Pois o carvalho e o freixo, todos eles foram cortados;
E os muros da formosa Portmore por fim derrubados.

Oh, formosa Portmore, és como estrela a cintilar,
E quanto mais te penso mais em ti quero ficar.
Se agora te possuísse eu como te possuí um dia,
Nenhum senhor da velha Inglaterra te compraria.




Tradicional (provavelmente séc. XVIII.) ⁴












(Versão adaptada por Pedro Belo Clara do texto mais comum, originalmente em inglês.)








(Sugere-se a versão de Kate Crossan para acompanhar a leitura do poema. Poderá escutá-la aqui: https://www.youtube.com/watch?v=FMBctAxJpl4 .)











(1) Referência à propriedade que se situava bem perto do lago com o mesmo nome, também designado de Beg, no condado de Antrim, na actual Irlanda do Norte.


(2) A referida árvore é, com toda a certeza, o enorme carvalho que naquela localidade ainda se erguia durante o século XVIII. Amplamente conhecido como "O Grande Carvalho de Portmore" ou "A Árvore Ornamental de Portmore", sendo esta a designação mais comum, foi derrubado numa tempestade que assolou a região em 1760. Subsequentemente, a sua valiosa madeira foi maioritariamente utilizada na construção de navios e mobiliário. A segunda quadra faz claramente referência a este acontecimento.


(3) Um dos seis condados que formam a Irlanda do Norte e onde se situa a sua capital, Belfast. 

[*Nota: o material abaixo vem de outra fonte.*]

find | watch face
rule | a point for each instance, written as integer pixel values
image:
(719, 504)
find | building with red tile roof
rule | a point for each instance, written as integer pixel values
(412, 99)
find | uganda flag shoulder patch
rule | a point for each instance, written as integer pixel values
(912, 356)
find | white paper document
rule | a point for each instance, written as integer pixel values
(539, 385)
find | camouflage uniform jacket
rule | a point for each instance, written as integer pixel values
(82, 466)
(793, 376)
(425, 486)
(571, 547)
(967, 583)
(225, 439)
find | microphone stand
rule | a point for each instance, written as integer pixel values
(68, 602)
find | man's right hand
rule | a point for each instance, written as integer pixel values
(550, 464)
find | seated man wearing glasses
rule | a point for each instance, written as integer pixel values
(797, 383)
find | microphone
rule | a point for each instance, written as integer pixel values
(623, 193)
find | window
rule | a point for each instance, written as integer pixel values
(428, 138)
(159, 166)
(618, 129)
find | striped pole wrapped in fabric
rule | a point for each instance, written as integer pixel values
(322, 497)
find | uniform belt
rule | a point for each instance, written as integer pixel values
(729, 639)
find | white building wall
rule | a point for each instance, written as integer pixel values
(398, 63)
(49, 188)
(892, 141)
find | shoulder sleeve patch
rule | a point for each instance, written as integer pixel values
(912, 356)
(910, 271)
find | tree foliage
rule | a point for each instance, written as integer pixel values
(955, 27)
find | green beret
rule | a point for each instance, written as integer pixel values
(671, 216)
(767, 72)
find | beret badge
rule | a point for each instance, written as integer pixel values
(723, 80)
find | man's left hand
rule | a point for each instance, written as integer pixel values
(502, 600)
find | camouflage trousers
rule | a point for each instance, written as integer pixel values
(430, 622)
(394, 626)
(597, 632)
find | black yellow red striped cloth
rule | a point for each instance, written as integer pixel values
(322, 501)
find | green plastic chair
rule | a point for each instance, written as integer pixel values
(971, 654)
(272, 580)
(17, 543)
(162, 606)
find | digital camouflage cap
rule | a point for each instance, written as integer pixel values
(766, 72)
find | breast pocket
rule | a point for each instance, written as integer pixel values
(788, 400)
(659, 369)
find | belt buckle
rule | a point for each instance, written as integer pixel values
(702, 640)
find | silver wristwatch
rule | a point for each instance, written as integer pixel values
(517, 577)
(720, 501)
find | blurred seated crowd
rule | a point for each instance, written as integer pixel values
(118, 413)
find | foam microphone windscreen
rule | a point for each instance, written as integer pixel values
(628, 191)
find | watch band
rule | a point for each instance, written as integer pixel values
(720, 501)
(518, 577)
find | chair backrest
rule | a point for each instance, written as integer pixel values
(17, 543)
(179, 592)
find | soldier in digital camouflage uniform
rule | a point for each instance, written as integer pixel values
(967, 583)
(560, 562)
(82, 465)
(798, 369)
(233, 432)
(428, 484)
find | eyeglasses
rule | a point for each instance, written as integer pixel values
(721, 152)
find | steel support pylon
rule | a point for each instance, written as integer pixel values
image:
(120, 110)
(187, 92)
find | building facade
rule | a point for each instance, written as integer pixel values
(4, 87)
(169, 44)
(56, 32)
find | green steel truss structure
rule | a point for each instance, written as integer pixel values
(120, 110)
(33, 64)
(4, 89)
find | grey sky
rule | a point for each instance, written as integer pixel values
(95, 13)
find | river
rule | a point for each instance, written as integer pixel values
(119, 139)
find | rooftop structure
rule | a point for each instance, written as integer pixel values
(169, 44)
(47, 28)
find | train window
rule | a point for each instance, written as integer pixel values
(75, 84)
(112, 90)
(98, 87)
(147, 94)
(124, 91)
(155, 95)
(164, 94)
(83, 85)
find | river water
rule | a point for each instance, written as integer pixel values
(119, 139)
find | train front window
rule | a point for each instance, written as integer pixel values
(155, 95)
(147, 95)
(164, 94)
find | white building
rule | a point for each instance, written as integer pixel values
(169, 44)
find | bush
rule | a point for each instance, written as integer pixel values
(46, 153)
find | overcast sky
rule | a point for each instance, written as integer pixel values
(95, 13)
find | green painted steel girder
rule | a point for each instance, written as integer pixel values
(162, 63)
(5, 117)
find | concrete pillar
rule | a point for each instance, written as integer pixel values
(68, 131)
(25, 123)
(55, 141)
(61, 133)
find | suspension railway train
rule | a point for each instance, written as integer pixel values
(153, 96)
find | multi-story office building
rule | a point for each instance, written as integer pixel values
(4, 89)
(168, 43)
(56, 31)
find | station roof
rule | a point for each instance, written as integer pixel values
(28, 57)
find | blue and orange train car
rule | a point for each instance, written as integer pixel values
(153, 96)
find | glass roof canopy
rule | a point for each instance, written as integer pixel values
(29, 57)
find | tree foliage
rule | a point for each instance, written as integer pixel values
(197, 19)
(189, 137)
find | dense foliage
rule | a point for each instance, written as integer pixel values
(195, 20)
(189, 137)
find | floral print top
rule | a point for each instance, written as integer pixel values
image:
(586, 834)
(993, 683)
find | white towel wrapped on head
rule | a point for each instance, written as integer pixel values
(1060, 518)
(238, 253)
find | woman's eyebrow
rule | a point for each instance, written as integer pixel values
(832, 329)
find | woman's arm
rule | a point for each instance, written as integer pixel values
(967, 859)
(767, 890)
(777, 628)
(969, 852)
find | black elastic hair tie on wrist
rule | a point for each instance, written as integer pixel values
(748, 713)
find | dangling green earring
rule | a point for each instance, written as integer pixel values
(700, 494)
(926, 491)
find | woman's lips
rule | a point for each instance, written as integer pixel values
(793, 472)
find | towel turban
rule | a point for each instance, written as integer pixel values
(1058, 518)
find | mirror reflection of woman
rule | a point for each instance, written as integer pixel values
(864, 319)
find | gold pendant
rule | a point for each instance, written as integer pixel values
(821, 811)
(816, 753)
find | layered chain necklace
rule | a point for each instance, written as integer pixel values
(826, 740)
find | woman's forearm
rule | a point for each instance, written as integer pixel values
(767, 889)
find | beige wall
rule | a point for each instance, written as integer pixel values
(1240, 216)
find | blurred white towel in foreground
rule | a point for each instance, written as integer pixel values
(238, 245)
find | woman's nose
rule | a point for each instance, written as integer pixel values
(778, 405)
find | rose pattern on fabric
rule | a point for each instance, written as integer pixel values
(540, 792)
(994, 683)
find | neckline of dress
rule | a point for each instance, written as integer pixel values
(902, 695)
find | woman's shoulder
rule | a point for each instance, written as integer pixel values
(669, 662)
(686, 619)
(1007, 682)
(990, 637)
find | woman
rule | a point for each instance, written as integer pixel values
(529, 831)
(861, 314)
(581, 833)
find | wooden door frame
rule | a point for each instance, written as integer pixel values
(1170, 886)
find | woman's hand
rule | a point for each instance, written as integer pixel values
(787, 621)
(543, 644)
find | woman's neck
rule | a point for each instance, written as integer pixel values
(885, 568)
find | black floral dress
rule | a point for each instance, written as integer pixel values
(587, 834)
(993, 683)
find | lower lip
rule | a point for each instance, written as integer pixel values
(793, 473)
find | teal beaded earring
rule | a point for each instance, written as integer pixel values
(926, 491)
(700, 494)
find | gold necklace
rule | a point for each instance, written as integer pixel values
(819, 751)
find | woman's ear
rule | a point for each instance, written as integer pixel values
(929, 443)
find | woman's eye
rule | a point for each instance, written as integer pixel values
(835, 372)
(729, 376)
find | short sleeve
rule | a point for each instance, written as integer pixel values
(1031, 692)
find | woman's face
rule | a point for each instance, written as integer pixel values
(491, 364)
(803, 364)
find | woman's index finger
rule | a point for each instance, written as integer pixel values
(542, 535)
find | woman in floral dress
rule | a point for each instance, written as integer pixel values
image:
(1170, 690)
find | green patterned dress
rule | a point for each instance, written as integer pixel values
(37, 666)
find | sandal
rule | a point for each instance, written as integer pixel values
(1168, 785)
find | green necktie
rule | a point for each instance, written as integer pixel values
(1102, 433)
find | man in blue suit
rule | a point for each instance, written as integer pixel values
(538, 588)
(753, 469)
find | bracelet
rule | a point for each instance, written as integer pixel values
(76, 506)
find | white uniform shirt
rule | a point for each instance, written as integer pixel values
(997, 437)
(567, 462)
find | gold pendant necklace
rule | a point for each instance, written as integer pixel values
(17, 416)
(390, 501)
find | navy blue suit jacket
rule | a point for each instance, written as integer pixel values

(4) Este é um tema com algumas particularidades interessantes, desde logo o facto de ser um dos raros textos de todo o universo popular irlandês que celebra uma propriedade e, principalmente, uma certa árvore imponente que a celebrizava. 
Embora quase todo o texto seja um louvor a esse "Grande Carvalho de Portmore", considerar-se-á também um protesto contra o abate massivo das antiquíssimas florestas de carvalho irlandesas, que algures pelo século XVIII estavam a ser devastadas. Poderá assim muito bem ser uma das mais antigas canções de protesto com teor ecológico.
O texto, porém, apresenta disparidades históricas. Na primeira quadra, que se repete no final e que quando posto em canção actua como refrão da mesma, depreende-se um lamento de algum antigo proprietário de Portmore que, muito provavelmente por falta de meios, não pôde manter a sua bem amada propriedade, vendo-se forçado a vendê-la. Este aspecto é histórico, dado que em 1664 um grandioso castelo foi erguido em Portmore a mando de Lord Conway, político inglês e primeiro Conde do lugar com esse nome. Este, por sua vez, obteve-a da família O'Neill, originários da paróquia (freguesia) de Ballinderry, no condado de Antrim, que por motivos financeiros se viu forçada a vendê-la ao Conde inglês. Já então se fazia referência a um enorme carvalho (com cerca de doze metros de circunferência!) que se situava dentro dos muros do novo castelo, motivo de grande estima e orgulho entre os locais. 
As demais quadras, contudo, concretizam um salto histórico de centenas de anos, pois com referências à queda do brioso carvalho situam-nos logo em 1760, o ano em que ocorreu a tempestade que o derrubou. Para não desperdiçar as suas benesses, vários barcos oriundos de Antrim vieram recolher a sua madeira, usando-a essencialmente na construção de novos barcos. Assim sendo, parece justo considerar esse século, o XVIII, como o mais provável para a criação do texto completo deste bonito e melancólico tema. Tanto que, como as fontes o comprovam, no ano seguinte à queda do grande carvalho a propriedade encontrava-se já em estado de abandono, tendo o castelo e outros edifícios circundantes sido removidos. É algo que condiz com o que se escreve na terceira quadra do poema. Hoje em dia, vestígios do muro da propriedade ainda subsistem. 
A melodia desta canção, por sua vez, só surge impressa em documento em 1840, num volume de Edward Bunting (1773 - 1843), que admitiu tê-la recolhido dum harpista do Ulster, região da actual Irlanda do Norte, em 1796. O músico, de seu nome Daniel Black, ter-lhe-á confidenciado que o tema seria contemporâneo da família O'Neill de Ballinderry. Assim, é muito provável que, como geralmente acontece no universo folclórico, a melodia seja mais antiga que o seu texto, datando uma do século XVII e o outro do século seguinte. Pelo menos no caso do texto completo, esclareça-se, pois existe uma quadra, muito idêntica à primeira deste poema, que poderá ser contemporânea da melodia, sendo esse na verdade o verdadeiro lamento dos O'Neill. Mais tarde, então, foi desenvolvido até chegar à forma que se lhe conhece. Ora veja-se:

Oh, formosa Portmore, és como estrela a cintilar,
E quanto mais te penso mais vejo o coração se confortar.
Mas se agora te possuísse eu como te possuí um dia,
Nem todo o ouro de Inglaterra te compraria!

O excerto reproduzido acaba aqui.